I got the Think Tank Airport International V 2.0 a few months back when I had a shoot planned that required me to hop on a plane. If you want the long story, you can find it in the review and video below. The short story is that it replaced my old Lowepro CompuTrekker Plus AW as my small-shoot go to bag even if there are no airplanes involved. (And I think I may have accidentally slept with it once or twice).
We are also giving one away as part of our How I Took It contest, so go and check it out.
First The Video
The video below is my real time, on the go experience with the Airport International. It is coming from my heart after about 20 hours of traveling with it.

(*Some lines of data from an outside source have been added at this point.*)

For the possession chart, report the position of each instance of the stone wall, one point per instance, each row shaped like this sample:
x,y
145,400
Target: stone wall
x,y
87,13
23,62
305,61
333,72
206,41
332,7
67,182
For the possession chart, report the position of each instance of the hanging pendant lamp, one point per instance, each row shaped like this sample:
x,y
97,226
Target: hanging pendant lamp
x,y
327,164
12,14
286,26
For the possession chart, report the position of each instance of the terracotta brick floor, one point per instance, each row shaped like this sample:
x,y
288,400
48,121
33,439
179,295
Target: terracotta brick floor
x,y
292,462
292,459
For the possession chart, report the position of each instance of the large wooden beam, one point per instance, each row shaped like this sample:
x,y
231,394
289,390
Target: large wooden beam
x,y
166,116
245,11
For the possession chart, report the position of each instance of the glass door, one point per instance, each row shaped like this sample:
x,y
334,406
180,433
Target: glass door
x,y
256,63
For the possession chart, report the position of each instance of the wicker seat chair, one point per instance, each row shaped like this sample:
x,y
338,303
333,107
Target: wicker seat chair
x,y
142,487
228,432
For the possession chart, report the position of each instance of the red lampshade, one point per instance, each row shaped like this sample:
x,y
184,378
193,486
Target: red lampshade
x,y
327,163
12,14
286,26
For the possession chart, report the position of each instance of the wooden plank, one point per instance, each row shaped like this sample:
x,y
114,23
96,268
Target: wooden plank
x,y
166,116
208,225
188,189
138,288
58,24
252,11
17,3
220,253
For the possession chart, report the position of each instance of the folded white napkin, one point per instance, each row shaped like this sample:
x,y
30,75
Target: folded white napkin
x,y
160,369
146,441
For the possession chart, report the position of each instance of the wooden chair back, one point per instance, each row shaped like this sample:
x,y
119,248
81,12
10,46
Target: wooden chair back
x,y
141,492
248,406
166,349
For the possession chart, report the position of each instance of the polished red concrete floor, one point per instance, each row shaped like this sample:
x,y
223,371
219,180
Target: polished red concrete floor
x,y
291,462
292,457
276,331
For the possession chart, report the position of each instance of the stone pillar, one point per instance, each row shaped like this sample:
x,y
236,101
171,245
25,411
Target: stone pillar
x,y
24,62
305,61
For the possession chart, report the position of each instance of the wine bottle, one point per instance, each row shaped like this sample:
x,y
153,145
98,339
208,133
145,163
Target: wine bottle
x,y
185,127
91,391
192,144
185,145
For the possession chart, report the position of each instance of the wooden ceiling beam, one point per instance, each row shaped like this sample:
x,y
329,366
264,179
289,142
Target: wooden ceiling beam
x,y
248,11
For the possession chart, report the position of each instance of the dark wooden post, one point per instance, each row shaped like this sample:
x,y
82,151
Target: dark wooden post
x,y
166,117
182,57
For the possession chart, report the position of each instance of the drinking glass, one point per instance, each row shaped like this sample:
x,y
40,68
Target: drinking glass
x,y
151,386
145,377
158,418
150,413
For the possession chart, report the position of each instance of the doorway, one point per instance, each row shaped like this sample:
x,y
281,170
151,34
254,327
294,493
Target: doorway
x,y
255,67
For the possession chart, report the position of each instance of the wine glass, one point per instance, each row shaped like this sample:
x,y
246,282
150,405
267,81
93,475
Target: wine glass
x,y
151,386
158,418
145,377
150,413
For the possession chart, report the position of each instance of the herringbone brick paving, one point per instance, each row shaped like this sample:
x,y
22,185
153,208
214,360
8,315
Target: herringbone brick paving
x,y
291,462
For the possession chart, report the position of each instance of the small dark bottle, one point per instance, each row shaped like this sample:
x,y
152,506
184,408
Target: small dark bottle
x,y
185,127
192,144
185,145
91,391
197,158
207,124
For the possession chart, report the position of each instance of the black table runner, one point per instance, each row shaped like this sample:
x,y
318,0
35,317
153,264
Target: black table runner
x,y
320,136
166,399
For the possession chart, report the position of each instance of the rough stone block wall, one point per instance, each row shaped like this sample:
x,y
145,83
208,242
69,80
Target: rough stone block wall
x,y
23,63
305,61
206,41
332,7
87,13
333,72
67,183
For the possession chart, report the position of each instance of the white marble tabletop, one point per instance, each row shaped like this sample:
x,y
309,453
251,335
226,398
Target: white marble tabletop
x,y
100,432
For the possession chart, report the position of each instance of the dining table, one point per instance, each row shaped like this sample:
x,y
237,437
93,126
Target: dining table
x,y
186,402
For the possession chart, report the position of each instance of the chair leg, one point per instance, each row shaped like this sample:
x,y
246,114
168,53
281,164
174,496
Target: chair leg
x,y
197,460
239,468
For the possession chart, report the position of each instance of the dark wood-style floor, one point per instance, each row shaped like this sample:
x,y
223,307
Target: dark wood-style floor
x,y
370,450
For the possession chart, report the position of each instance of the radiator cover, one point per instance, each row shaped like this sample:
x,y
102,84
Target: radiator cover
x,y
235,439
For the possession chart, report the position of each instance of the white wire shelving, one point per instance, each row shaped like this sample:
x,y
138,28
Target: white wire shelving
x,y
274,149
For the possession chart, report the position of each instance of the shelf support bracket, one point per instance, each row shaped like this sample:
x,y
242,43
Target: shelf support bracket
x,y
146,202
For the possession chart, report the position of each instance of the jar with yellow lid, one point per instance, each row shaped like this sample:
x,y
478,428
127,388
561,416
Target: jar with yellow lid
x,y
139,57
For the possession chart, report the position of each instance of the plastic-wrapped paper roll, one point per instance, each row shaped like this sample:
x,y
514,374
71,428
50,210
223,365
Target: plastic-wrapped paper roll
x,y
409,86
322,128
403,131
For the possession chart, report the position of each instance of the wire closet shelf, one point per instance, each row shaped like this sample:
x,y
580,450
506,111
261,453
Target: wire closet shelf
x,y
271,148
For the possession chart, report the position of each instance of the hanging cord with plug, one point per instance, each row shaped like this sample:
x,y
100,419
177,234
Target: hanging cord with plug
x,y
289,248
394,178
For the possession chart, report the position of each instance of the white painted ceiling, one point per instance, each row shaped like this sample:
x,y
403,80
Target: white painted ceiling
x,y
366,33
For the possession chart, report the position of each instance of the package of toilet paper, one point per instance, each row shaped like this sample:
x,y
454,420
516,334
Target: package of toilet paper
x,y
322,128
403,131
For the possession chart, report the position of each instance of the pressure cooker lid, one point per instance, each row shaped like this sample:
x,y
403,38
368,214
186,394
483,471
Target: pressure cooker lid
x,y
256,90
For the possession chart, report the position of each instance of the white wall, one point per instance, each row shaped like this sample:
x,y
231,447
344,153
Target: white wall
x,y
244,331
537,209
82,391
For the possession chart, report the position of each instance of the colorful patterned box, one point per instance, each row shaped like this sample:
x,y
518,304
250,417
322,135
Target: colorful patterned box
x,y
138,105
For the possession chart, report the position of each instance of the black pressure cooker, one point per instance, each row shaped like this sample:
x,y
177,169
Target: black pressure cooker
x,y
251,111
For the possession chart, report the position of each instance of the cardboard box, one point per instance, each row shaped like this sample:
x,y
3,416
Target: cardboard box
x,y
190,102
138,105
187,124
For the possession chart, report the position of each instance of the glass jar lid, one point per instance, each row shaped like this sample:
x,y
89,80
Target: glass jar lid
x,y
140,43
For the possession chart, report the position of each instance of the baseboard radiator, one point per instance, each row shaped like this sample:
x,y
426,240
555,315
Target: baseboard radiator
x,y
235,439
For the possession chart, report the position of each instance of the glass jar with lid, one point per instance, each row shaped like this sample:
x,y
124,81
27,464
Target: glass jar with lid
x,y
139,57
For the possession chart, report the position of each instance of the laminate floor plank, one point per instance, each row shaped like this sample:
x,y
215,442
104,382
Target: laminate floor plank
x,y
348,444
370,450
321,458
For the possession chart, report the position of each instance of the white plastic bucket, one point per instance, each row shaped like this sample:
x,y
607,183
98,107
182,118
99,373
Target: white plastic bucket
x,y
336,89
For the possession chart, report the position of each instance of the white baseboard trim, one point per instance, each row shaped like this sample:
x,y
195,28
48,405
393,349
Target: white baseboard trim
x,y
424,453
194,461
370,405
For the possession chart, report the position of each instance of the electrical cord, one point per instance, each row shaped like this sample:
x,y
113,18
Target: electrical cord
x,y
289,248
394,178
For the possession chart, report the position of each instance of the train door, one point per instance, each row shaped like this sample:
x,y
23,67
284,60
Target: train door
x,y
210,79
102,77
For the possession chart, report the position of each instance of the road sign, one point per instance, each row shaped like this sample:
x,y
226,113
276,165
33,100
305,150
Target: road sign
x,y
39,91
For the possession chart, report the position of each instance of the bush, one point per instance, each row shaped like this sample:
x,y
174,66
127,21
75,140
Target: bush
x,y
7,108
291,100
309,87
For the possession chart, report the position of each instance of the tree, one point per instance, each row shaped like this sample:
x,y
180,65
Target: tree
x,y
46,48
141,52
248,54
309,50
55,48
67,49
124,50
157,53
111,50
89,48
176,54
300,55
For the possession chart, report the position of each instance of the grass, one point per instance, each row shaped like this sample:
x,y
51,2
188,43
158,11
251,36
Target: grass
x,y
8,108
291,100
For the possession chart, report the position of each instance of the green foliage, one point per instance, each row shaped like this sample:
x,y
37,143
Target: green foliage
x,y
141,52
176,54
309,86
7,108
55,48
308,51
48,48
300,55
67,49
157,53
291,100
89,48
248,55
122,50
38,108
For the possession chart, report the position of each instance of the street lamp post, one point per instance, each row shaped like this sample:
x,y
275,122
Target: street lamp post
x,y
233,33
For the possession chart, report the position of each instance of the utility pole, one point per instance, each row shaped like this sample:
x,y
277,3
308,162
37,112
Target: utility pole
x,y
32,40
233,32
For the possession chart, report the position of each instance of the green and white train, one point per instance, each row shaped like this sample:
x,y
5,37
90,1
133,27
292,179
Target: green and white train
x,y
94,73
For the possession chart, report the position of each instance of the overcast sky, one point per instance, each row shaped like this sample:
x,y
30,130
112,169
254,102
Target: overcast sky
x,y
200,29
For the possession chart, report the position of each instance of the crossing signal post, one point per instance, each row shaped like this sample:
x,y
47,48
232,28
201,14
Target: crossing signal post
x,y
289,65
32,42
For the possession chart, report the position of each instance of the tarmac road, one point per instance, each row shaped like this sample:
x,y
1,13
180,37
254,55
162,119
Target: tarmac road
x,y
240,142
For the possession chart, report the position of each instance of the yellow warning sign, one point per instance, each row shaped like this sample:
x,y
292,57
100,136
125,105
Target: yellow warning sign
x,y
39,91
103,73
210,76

I hate traveling. Actually, I love traveling, but I hate the flying part. Aside from the food, bad seats and long waits, being a photographers adds some hurdles in terms of transporting gear. I always took most of my gear with me on the plane, because I don’t trust the system, and it has always been an opposite-from-fun experience for me. While I still don’t love flying, the gear part got easier for me.
All and all it is an awesome bag. Just to make sure we cover the basics, it is light, big, very well padded and comes with more dividers than you’ll ever need.
Looking closer, I love the way this bag’s made. You can tell it is probably a love child of one of the engineers all the mechanisms are really nicely made: the zippers, the rollers and trolley handle. Even if the nice looks didn’t add to the quality of the bag (which I doubt) it still feels good to hold and use something that is that well made.
Out of the box the bag comes with plenty of dividers, a rain cover, a tripod cup and an instruction manual (actually, maybe 10 manuals and booklets).
It can go on a plane, out of the 8 flights that I’ve used it on, the only time I was asked to bid it farewell was on the staircase to a small paddle hopper (Portland to Redmond) which did not allow trolleys on board at all. But once I explained that it carries expensive cameras, I was allowed to tuck it under my legs. Go Delta! (watch the video at about 00:35).
I also throw a couple of moisture killers in the bag, just to be on the safe side, they are super cheap and help a bit with keeping the temperature changes from dampening the bag. Did I mention the wheels are super smooth? You can’t even hear it rolling
The Storage Space
I use the bag with all the dividers supplied and can get 15 small compartments, they hold 2 bodies detached from their lenses, 4 lenses, 5 strobes, 4 pocket wizards, some grip (nasty clamps, gorrilapods, super clamp and miniclamp), s100 which I use for BTS, light meter, small zoom H1 recorder and a few more misc items.
The padding feels nice and solid, but I have not dropped my bag from a significant height yet.
The lock on the zippers is your standard 3 digit combination lock and it is TSA compatible, which I assume that slightly-above-standard thief can handle. But it will keep strangers away while in the overhead compartment.
The Cover Flap
The cover side has 4 transparent pouches on the inside, 2 big (for cables, batteries, wallets) and two small (biz cards, mem cards, and so on). Pretty much what I would expect.
On the outer side it has a small compartment for the travel docs, passport and such. It also has a key holder on a string. Again, this is standard stuff, but very useful.
My biggest issue with the bag is the way they handle laptops. There is a laptop pocket on the outer side of the cover which will hold a small-medium laptop at ease, but since I am traveling with a 15 inch monster, it exceeds the bag and exposes the lap top. Thinktank has two solutions for this:
A nifty laptop sleeve (which I am totally getting). It fits a laptop and once tucked in the bag it seems to be part of it. The only caveat is that it is not protected by the locks.
A low divider set which is not ideal for me, as most of my strobes and lenses go all the way to the top, but if you have less/lower stuff, it is actually a pretty good solution.
I know I said $350 on the video, but I was after 20 hours of travel with no sleep. That’ll teach me not to shoot videos while being sleep deprived.
if you don’t use your entire bag, or carry smaller items in part of it this low divider set enables you to place a laptop inside the bag by lowering the dividers. It’s great for smaller camera/lens sets, but will not work if you are too packed.
This is the slim laptop case I was talking about. It looks pretty slick tucked inside that external pocket of the bag. In fact, if you don’t pull it out, it seems as part of the bag. I also think it will make it really convenient to use while the big bag is in overhead bin.
The Airport International V 2.0 Camera Bag from Think Tank is an awesome, awesome bag. I love it for it’s fine build and huge capacity. And the fact that it can still go on board with a ton of camera gear inside.
It gets an awesome 9/10 stars. Now go fly!